Now for a bit of explanation.  Non-correcting parity checks only report that there are errors in the parity calculation.  It does nothing to fix/correct them.  The notification that there is a problem gives the user (you) the opportunity to decide what to about the situation.  Most of the time (~99.9% of the time), if there is not obvious data problem, you would run a correcting parity check to update parity to reflect the state of the array.  Then you run a non-correcting parity check to verify that everything is working as it should.

 

I see that @JorgeB has given you the short version of my post...

Link to comment
1 hour ago, JorgeB said:

Run a correcting check, then run a non correcting one, without rebooting, and post new diags.

Just to confirm, a correcting check would be a parity check with the "write correction to parity" box check marked, correct? Just want to make sure there isn't any other setting I'm missing before starting the process.

Link to comment
1 hour ago, Frank1940 said:

Are these correcting or non-correcting parity checks?   

 

Give us a better idea of how long this condition has existed?  (Six days, six months, six years...)

 

Have you ever run a correcting parity check?

 

Does all of your data seems to be there and does it appear to be correct?
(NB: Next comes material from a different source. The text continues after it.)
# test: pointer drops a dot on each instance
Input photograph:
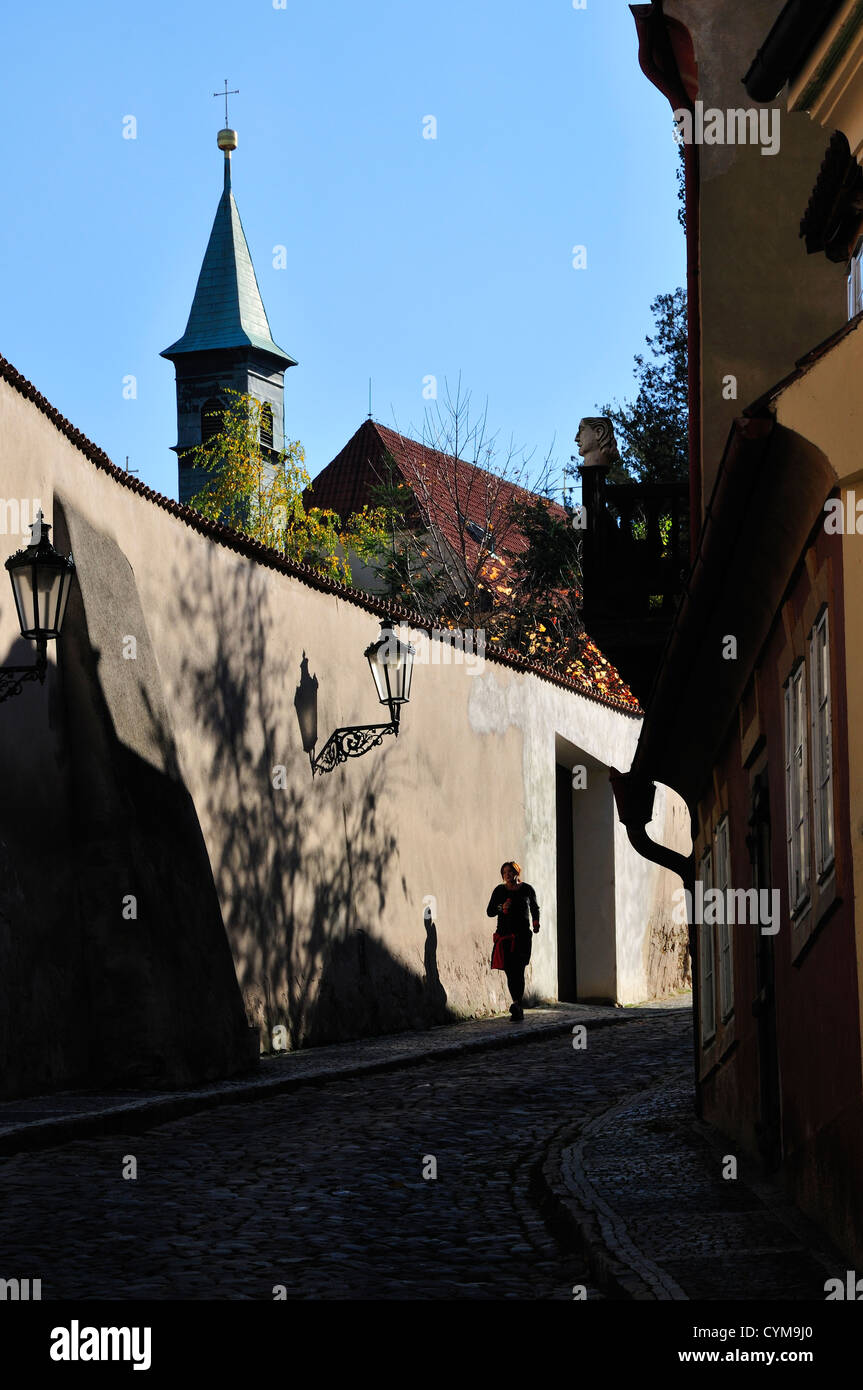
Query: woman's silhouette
(514, 905)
I believe they have all been correcting checks as the "write corrections to parity" box has been check marked this whole time and I have no memory of ever changing this setting.

 

Parity check history screenshot attached. Looking at the numbers, the errors seem to have started in January 2020. I'm trying to remember what settings I may have changed at that time but nothing is coming to mind.

 

All of my data has been there and I haven't noticed any errors in actual use. I use the server for Plex most of the time, as well as a NAS where I connect to it to download and upload files from my computer through the network.

 

Some more info that could be useful:

1x 8TB Parity drive

3x 4TB Data drives

1x 120GB Cache SSD

1x 16GB USB Boot drive

The only dockers I use are Plex, DuckDNS for my Wireguard VPN and Krusader for moving some files around internally.

Also the SMART report for all of my drives has consistently shown a "healthy" status, for whatever thats worth.
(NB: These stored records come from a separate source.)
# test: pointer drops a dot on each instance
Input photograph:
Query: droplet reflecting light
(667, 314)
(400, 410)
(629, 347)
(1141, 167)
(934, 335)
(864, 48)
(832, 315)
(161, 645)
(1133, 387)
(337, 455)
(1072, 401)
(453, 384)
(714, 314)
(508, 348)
Screen Shot 2022-01-20 at 8.42.53 AM.png

Link to comment
49 minutes ago, erikbak said:

believe they have all been correcting checks as the "write corrections to parity" box has been check marked this whole time and I have no memory of ever changing this setting.
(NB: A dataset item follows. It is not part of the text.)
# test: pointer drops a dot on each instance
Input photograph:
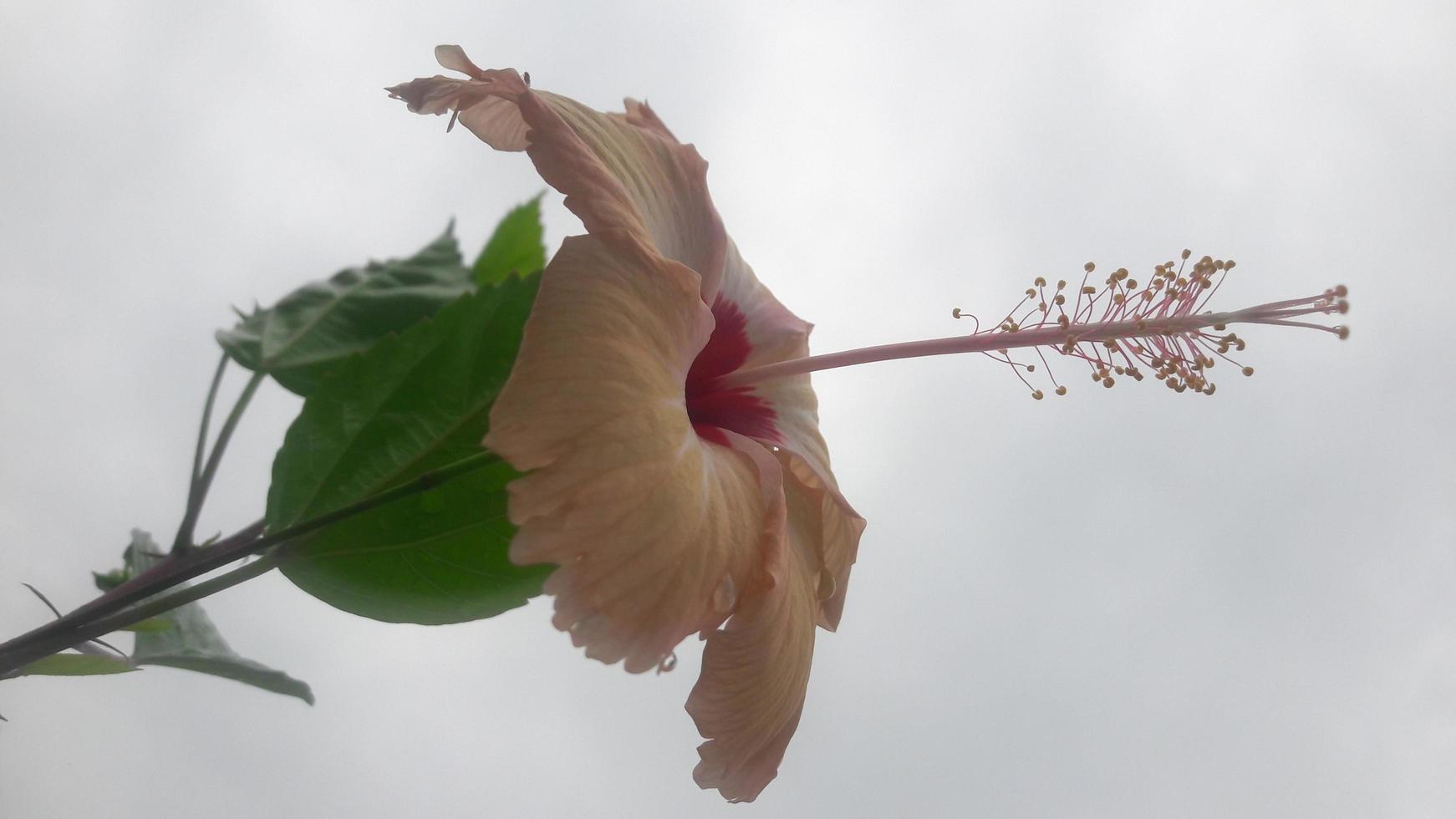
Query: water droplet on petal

Are you talking about this setting:

image.png.a28dfc00271fef90825bb75998afd8f0.png

Or this one:

image.thumb.png.4e0eb36df34242da6fe4f21e262cc775.png

 

As I look at your Parity checks, it appears that you are not using the Scheduler to do regular parity checks.  I also notice that from May 2021 to recently, you have had the same number of errors (basically).  Your data must be alright or you would have noticed it by now and be questioning us about that situation rather than parity errors...

 

I think you need to follow @JorgeB's advise and do the correcting check, followed by a non-correcting one with out shutting down or rebooting your server.  Then upload the Diagnostics file after the second check is completed.  We need a complete history of what happened during these events to figure out what is going on. 

 

EDIT: Run both checks to completion.  Do not stop them before they finish!

Edited by Frank1940
Link to comment
3 hours ago, Frank1940 said:

Are you talking about this setting:

 

Attached are screenshots of both settings, seems like they both are set to write corrections to parity checks.

I will leave these both the way they are and run this first check (correcting check), then run an uncorrected parity check afterwards as recommended. Will follow up with the diagnostics afterwards. Thank you, see you in a few days!

Screen Shot 2022-01-20 at 12.39.06 PM.png

Screen Shot 2022-01-20 at 12.39.20 PM.png

Link to comment

You shouldn't have scheduled parity checks set to correct parity. You don't want an unnoticed problem with hardware to corrupt parity by "correcting" it.

 

The usual recommendation is to only do noncorrecting parity checks, and if that turns out to have parity sync errors, determine the cause if you can and fix it.

 

Parity sync errors must be corrected, but not while you have hardware problems.  The only acceptable number of sync errors is exactly zero.

Link to comment
2 minutes ago, JorgeB said:

memtest

Where can I find memtest? Is it an application or plugin? I haven't done much maintenance on my server besides the initial setup and occasional docker installs, so my experience is below average to say the least. Appreciate the guidance.

Link to comment
On 1/23/2022 at 9:14 AM, Frank1940 said:

It is one of the options on the Unraid boot menu.  I would suggest running it for 24 hours.  Zero errors is the only acceptable result.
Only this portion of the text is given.